Three Gorges in the national electricity grid
Source: China Electric Power Information Center, available at www.sp.com.cn accessed 11 August 2010. The central position of Three Gorges in the long distance transmission network is clear. China is adding very high voltage lines (> 800 kV) to this network, to integrate the five regions that are run by State Grid (Northeast, North, Northwest, Central and East). A separate corporation, Southern Power Grid, manages transmission in Guangdong, Guangxi, Guizhou, Hainan and Yunnan.
Webber’s work, with its concerns for people, places and natural resources, is emblematic of the tradition of human-environment relations in geography, and its contemporary fields of nature-society relations and political ecology. Unlike rural studies or agricultural economics, research in human-environment relations is focused on place transformation and human activity. It seeks to discover how multiple factors of qualitative change are involved in defining the relationship of humans to their natural environment. As a general field of research – and one that sits at the core of geography – research in human-environment relations spans the divide between human and physical geography.

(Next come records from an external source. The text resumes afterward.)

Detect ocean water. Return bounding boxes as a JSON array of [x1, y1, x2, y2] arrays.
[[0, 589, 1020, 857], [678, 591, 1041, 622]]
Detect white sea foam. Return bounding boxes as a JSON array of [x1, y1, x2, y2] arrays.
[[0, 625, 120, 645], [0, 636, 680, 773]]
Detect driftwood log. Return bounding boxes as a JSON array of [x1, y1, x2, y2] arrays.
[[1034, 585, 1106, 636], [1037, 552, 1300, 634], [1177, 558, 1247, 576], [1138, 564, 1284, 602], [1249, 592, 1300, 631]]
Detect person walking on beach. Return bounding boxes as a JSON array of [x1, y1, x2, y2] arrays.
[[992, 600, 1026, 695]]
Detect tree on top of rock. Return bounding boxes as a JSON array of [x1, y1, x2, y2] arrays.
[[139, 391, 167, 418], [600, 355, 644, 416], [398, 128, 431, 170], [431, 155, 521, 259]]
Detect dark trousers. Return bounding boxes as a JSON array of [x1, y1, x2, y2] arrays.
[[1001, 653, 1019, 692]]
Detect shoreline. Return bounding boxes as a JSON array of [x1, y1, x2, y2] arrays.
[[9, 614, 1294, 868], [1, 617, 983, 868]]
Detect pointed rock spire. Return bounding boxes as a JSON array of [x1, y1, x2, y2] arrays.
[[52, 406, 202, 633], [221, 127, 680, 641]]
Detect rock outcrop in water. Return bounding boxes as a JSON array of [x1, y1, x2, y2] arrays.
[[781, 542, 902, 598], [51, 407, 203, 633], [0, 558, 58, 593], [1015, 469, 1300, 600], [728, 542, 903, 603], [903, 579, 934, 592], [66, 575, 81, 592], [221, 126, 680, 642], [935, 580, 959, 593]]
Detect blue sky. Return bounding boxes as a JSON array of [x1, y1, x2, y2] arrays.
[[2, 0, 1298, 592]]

It became established in the early twentieth century, in association with the decline of environmental determinism, but it is not a common approach in China geography. Its critical dimensions, including concern for sustainable rural livelihoods, challenge state modernisation directives. Yet its inclusion of concern for livelihoods is one that state modernisation shares insofar as this concern mirrors the quanmian xiaokang 全面小康 or ‘all-around moderate prosperity’ approach in contemporary Chinese governance for developing areas.